LOUISVILLE, Ky. — Churchill Downs is in the spotlight more than a week after the Kentucky Derby. The attention comes after Derby 147 winner Medina Spirit's failed postrace drug test.
Seven-time Derby-winning trainer Bob Baffert broke the news himself Sunday at his Churchill barn. Baffert said he was shocked.
"I got the biggest gut punch in racing for something I didn’t do," he said to reporters.
Baffert said he was on his way back to his native California when his assistant trainer called and told him the Kentucky Horse Racing Commission's postrace test of Medina Spirit had discovered 21 picograms of betamethason, twice the legal limit in Kentucky for the corticosteroid, which is injected into joints to reduce swelling and pain.
Pending the results of a secondary test of the Derby winner, Churchill Downs suspended Baffert from entering horses at the track. In a statement, track officials wrote if the second test confirms illegal substance levels, Medina Spirit would be disqualified and second-place finisher Mandaloun would become the winner.
Baffert maintained his innocence Sunday night and Monday, appearing in interviews with national outlets including ESPN, Fox News and The Dan Patrick Show. He said he was shocked by Churchill's statement and in multiple interviews described it as "cancel culture."

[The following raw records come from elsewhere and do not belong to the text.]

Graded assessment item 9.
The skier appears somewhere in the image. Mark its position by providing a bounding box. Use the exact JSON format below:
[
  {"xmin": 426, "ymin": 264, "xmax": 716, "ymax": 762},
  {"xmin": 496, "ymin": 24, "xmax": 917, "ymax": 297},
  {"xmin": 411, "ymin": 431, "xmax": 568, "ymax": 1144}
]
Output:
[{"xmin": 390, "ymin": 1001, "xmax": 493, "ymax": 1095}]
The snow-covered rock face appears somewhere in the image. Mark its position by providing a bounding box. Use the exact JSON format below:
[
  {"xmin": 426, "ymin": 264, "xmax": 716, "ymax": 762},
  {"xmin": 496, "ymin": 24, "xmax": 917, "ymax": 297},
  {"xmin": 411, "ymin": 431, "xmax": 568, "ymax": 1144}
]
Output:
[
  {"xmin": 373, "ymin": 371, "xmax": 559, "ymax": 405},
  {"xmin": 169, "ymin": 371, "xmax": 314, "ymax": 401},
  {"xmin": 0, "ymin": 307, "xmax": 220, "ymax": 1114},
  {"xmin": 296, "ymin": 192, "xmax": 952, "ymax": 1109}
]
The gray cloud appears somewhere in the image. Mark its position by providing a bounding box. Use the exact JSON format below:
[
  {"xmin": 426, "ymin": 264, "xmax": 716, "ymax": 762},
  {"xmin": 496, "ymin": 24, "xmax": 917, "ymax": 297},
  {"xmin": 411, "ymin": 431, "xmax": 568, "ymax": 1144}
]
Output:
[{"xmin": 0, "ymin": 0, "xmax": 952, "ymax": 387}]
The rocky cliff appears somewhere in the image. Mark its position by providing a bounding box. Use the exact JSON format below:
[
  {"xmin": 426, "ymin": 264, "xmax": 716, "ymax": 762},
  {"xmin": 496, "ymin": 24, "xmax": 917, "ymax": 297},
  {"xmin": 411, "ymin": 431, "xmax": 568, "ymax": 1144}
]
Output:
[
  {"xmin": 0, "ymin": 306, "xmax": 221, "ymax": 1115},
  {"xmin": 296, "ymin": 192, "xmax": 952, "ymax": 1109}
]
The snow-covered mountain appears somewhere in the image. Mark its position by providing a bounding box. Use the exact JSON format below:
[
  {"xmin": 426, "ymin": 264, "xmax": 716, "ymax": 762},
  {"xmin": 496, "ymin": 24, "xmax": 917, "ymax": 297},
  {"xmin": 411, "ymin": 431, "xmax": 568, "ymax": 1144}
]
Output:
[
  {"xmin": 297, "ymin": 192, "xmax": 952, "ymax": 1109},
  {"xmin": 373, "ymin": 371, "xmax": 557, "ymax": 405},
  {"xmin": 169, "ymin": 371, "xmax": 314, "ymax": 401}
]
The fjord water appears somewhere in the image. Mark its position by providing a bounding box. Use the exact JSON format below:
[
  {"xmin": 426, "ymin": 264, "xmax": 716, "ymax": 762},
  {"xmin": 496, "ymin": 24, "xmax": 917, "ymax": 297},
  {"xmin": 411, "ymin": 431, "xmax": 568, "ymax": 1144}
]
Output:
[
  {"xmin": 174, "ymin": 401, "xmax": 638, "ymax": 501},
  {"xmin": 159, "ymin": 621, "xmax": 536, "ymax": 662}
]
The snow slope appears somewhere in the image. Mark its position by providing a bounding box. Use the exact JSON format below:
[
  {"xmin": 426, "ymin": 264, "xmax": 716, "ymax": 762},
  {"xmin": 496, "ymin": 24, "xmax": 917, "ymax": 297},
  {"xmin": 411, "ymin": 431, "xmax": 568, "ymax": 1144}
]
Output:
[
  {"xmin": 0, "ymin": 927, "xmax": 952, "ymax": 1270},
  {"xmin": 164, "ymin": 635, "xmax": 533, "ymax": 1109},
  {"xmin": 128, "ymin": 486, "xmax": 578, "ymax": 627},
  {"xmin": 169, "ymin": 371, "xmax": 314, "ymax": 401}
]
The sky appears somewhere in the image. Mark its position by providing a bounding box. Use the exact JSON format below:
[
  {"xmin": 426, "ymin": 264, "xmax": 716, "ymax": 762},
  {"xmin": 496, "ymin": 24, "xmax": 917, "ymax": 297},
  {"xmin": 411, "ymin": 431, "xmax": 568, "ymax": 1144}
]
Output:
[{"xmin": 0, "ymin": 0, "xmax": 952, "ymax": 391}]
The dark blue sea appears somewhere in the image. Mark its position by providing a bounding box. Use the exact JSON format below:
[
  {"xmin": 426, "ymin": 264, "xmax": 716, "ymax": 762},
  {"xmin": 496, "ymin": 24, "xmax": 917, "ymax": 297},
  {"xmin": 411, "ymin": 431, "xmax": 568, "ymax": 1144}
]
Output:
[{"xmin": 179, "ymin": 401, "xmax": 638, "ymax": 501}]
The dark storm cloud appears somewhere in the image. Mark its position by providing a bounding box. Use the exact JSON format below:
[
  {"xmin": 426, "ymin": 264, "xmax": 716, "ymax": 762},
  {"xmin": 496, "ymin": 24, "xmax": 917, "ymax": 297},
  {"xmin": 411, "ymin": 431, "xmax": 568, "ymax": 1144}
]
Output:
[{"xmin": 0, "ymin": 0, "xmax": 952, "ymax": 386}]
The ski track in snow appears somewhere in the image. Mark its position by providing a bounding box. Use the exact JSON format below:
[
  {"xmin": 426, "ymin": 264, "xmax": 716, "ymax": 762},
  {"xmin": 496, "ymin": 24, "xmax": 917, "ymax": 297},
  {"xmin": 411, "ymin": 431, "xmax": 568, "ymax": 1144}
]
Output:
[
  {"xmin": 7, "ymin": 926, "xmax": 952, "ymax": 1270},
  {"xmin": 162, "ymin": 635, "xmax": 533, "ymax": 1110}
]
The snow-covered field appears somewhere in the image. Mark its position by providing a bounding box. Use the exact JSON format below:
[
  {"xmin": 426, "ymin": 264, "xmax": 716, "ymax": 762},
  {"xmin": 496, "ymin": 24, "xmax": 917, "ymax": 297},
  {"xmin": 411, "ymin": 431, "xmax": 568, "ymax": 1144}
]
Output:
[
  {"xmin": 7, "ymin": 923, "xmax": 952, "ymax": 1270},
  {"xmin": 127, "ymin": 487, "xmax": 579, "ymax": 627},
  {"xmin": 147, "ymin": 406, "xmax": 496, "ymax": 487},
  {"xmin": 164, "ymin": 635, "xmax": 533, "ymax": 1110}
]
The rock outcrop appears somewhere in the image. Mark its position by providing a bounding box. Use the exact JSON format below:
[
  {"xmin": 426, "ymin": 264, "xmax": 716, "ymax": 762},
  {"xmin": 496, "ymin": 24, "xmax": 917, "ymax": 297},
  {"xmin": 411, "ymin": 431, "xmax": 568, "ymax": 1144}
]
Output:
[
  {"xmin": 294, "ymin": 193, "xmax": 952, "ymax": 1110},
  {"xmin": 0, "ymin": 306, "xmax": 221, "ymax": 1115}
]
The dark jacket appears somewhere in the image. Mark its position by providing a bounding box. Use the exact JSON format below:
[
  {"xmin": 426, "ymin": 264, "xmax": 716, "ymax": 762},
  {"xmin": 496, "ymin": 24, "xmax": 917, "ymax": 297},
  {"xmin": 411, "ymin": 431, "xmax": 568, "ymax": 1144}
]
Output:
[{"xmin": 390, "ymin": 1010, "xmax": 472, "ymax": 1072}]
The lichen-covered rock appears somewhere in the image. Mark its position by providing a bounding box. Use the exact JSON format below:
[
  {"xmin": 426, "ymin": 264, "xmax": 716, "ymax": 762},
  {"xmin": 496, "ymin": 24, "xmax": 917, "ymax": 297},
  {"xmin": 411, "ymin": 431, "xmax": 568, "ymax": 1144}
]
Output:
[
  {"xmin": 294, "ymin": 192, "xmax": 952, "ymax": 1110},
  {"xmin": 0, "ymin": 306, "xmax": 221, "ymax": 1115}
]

Marty Irby, the executive director for Animal Wellness Action in Washington, D.C., lobbies Congress on policy issues pertaining to animal cruelty and horse racing standards.
"I, unfortunately, was not surprised," Irby said in a Monday video interview. "But I thought, here we go, another doping scandal in horse racing."
Irby, whose organization helped advance the bipartisan Horse Racing Integrity Act of 2020, said horseracing still has a place in America, but it must be conducted humanely. In addition to performance-enhancing substances, he wants to see whips outlawed as well.
If it is proven Baffert's horse was injected with betamethasone, Irby wants the horse racing world to make an example of him.
"It’s my hope that they’ll find the results of the drug test and that they’ll come back before the Preakness runs," he said of Saturday's scheduled second race of the Triple Crown. "If they’re negative, of course, I’m sure they’ll let the horse run. If they come back positive then they need to throw the book at Bob Baffert."
Baffert said Medina Spirit will head to the Pimlico Race Course in Baltimore with the intention of running in the Preakness Stakes. But the man whose straight silver hair can be recognized at a distance by even the most casual of racing fans said he won't be there for the spectacle.
Little more than a week prior, he savored the roar of 51,000 Churchill Downs fans as his horse was blanketed in roses.
Now he leaves for solitude and awaits his fate.